In Ilinden darauf angesprochen, versprach Ministerpräsident Hristijan Mickoski, er erwarte kommende Woche eine „größere Senkung” der Preise. Über Verbrauchsteuern und Mehrwertsteuer wird in der Regierungssitzung am 4. August entschieden, nach Abschluss der zweiten Julihälfte.

„Sie wissen, dass wir die Verbrauchsteuern alle zwei Wochen analysieren. Wir schließen jetzt die zweite Monatshälfte ab, berechnen am Montag den Durchschnitt dafür und handeln auf Basis dieser Parameter bei den Kraftstoffpreisen”, sagte Mickoski.

Auf die Frage, ob er auch bei der Mehrwertsteuer eingreifen werde, folgte die nächste Vertagung: „Wir haben bereits einmal über die Verbrauchsteuern eingegriffen, jetzt warten wir auf den Abschluss des 31. Juli, der zweiten Monatshälfte, so steht es im Gesetz, und erst dann führen wir zusätzliche Maßnahmen ein.”

Der Mechanismus, der immer in eine Richtung hinterherhinkt

Der Zwei-Wochen-Schnitt ist gesetzlich geregelt und in beide Richtungen identisch. Der Verbraucher erlebt ihn jedoch asymmetrisch: Steigt die Börse, kommt die Erhöhung mit zwei Wochen Verzögerung an und ist längst da. Fällt die Börse, kommt auch die Senkung zwei Wochen später - nur hat er bis dahin zum höheren Preis getankt.

Im März wurden Kraftstoffe vom regulären Mehrwertsteuersatz von 18 Prozent auf den ermäßigten von 10 Prozent umgestellt. Diese Maßnahme ist bereits verbraucht. Der nächste Eingriff, falls er kommt, senkt die Haushaltseinnahmen und beseitigt die Abhängigkeit von der Börse nicht - er federt sie nur einmal ab.

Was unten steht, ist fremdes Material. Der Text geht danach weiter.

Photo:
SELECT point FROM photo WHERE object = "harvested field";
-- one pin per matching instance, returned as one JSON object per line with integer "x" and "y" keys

Mickoski behauptet, Mazedonien habe mit Abstand die niedrigsten Diesel- und Benzinpreise in der Region und in Europa. Laut den Vergleichen haben Griechenland und Albanien das teuerste Benzin, Albanien und Serbien den teuersten Diesel. Der niedrigste Preis in der Region und der niedrigste Preis gemessen am Geldbeutel sind allerdings zweierlei - es kommt darauf an, mit wie viel man in diese Rechnung geht.